Try to do an event with instructors. I'm a pretty good driver but learned lots from my instructor. He was also a race car driver which proved to be a terrifying experience when it was his turn to show me what the car can do. He showed me an entirely different limit.


----------



## ittamaticstatic (Nov 5, 2003)

Damn that sounded like fun! Too bad those fogies in thier pride and joy car didn't let you pass them for the next set of turns. Get some juice for the straights next time and you'll really spook them.


----------



## pete? (Jul 6, 2004)

if you do simple things like add adjustable shocks but keep the stock springs you can dial up the shocks on track day and the car will corner flatter, but you can take them back down for road driving and have a nicer ride. get a set of smaller and lighter wheels like some 16 inch or even 15 inch rotas and slap some azenis on them. get some nitrous and you will have allot of fun with those cars. there is nothing like pulling up next to a car that is supposed to be a "sports car" in a sentra and waving at him :thumbup:


----------



## sukebegigi (Mar 5, 2005)

pete? said:


> if you do simple things like add adjustable shocks but keep the stock springs you can dial up the shocks on track day and the car will corner flatter, but you can take them back down for road driving and have a nicer ride. get a set of smaller and lighter wheels like some 16 inch or even 15 inch rotas and slap some azenis on them. get some nitrous and you will have allot of fun with those cars. there is nothing like pulling up next to a car that is supposed to be a "sports car" in a sentra and waving at him :thumbup:


Some good advice but I'm going mod free so long as I own this car. While I do understand the benefits, I also have priorities (Mortgage, RRSP, rub n' tug massages, etc).


----------



## redshoes (May 30, 2005)

i totally know what you are saying about those german cars (and their drivers). I work at a german import dealership and am not in the least bit surprised you gave a TT a run for its money in a car that is maybe a 1/3 it's price. I drive audis, porsches and bmw's every day. But when I recently got to drive an 02 spec v, (which I hope to buy saturday) it was the best driving experience I have had since I was given 30 min. alone with an M5. I hope to soon be showing my friends with A4 1.8T's what corners feel like.


----------



## ittamaticstatic (Nov 5, 2003)

True you spec will take those cars off the line and hold them for a bit, but my buddy stock 1.8t passed me fast once we reached 100mph. You just can't beat forced induction at high speeds.


----------



## sukebegigi (Mar 5, 2005)

ittamaticstatic said:


> True you spec will take those cars off the line and hold them for a bit, but my buddy stock 1.8t passed me fast once we reached 100mph. You just can't beat forced induction at high speeds.

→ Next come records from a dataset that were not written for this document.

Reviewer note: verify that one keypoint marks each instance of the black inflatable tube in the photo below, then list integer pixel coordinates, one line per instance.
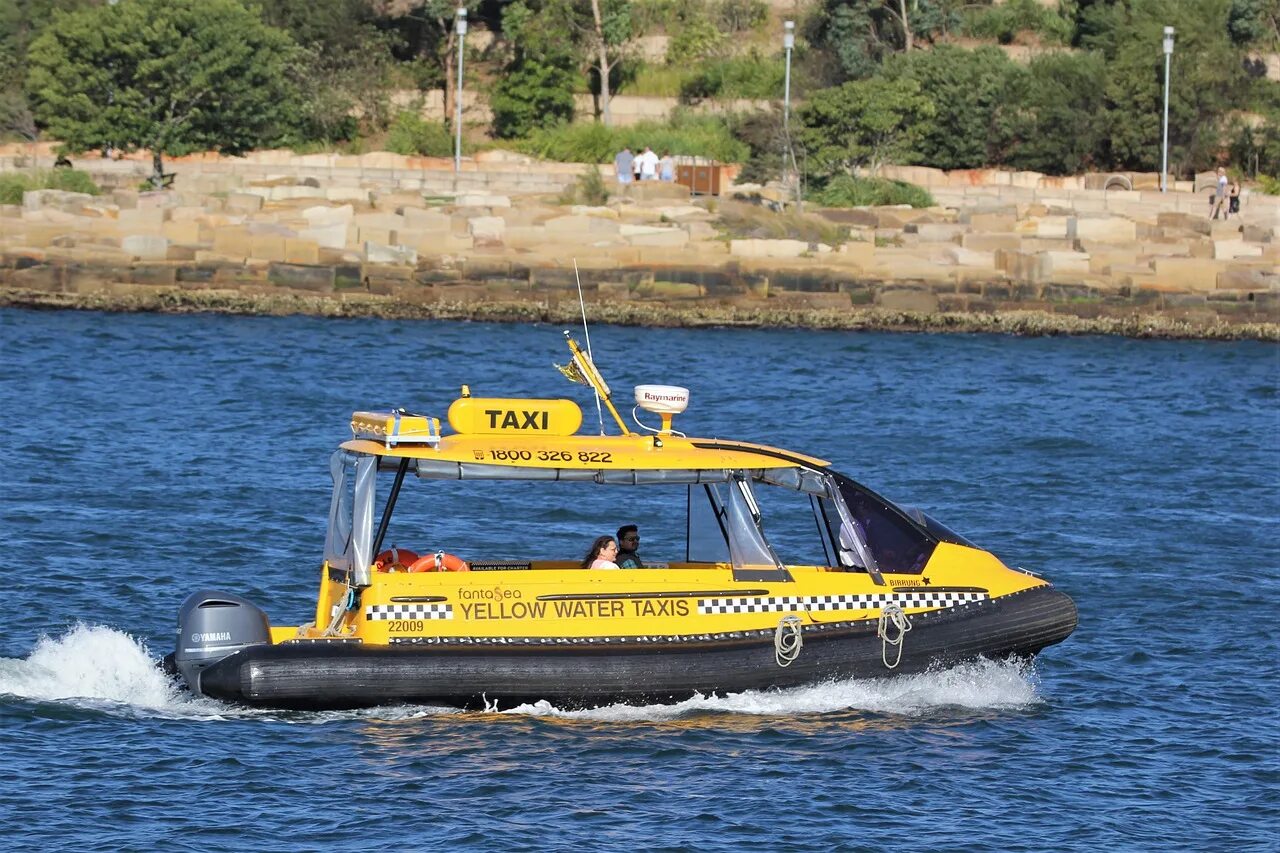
(350, 675)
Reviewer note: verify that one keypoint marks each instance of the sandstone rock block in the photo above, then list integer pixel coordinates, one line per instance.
(447, 243)
(936, 232)
(302, 277)
(142, 219)
(918, 300)
(145, 246)
(991, 242)
(1052, 227)
(1247, 278)
(356, 195)
(581, 227)
(649, 236)
(1106, 229)
(1229, 249)
(374, 235)
(858, 254)
(1184, 220)
(1057, 264)
(525, 237)
(767, 247)
(487, 229)
(182, 232)
(301, 251)
(380, 254)
(991, 222)
(961, 256)
(55, 199)
(424, 219)
(243, 203)
(233, 242)
(481, 200)
(1188, 273)
(327, 236)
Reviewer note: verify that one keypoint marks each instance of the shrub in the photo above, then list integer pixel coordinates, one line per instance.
(845, 191)
(410, 133)
(12, 186)
(588, 190)
(749, 76)
(71, 181)
(743, 220)
(590, 142)
(1006, 21)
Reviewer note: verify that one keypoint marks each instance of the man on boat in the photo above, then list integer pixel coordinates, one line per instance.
(629, 539)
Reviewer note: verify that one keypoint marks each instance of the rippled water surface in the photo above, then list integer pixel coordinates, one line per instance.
(147, 456)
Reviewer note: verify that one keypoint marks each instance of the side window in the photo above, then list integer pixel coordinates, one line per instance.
(708, 542)
(796, 527)
(897, 544)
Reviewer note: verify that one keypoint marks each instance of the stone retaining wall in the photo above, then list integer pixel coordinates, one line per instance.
(378, 229)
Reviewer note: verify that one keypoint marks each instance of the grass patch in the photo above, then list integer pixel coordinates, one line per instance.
(656, 81)
(705, 136)
(412, 135)
(845, 191)
(588, 190)
(740, 220)
(12, 186)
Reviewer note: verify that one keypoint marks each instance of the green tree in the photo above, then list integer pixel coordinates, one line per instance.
(863, 123)
(1060, 114)
(1255, 22)
(430, 28)
(536, 86)
(1206, 82)
(169, 76)
(970, 92)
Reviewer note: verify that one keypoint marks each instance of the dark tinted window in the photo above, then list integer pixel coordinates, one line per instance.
(896, 543)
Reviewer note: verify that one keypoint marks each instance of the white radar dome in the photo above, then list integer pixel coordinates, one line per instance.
(663, 400)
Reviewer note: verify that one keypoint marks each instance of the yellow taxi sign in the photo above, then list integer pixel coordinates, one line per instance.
(506, 416)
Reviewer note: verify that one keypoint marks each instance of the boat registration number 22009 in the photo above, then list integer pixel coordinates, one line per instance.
(549, 456)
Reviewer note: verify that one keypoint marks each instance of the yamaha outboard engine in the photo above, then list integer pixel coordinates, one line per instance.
(211, 625)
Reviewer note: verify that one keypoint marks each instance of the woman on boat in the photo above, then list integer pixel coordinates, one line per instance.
(602, 555)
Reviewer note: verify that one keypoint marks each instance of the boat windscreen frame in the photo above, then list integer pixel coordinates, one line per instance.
(351, 541)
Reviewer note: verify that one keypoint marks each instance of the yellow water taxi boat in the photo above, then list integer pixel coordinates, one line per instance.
(462, 616)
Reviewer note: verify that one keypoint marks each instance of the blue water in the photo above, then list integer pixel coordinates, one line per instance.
(147, 456)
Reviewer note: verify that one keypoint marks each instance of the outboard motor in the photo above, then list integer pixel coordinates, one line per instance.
(211, 625)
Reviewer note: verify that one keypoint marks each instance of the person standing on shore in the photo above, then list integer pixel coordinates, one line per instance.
(1220, 195)
(624, 164)
(648, 164)
(667, 167)
(629, 541)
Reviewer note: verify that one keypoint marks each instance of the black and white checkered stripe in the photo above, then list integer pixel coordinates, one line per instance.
(378, 612)
(872, 601)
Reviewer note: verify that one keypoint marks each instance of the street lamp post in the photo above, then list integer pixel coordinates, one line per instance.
(1164, 156)
(461, 28)
(789, 41)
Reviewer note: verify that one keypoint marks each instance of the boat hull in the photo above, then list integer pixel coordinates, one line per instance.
(472, 674)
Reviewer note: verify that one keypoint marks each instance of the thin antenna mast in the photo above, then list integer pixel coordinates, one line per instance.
(586, 333)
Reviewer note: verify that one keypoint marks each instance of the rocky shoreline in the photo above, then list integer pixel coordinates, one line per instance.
(504, 241)
(1029, 322)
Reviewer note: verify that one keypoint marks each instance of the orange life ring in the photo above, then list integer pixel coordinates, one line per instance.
(439, 561)
(396, 560)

But I'm not talking about road racing. I'm talking about track driving (it was emphasized that I was not actually racing as per insurance regulations). In fact, once in the corners, even the M3s were getting in my way, mostly cause this car gives you so much confidence straight away. You just have to believe. It's limits are quite unreal for a car that costs 25k loaded (canadian $). I felt proud everytime my car was mentioned. And it was mentioned alot.


----------



## ittamaticstatic (Nov 5, 2003)

Thats awesome, and it's great that your car gives you a lot of confidence. I remember when I first got mine and realized how over-rated the continental's were. All I can say is I did a 360 on the highway and was reluctant to push the limits for a while. I never hit anyone though. I'm sure your having better luck then I did :cheers:


----------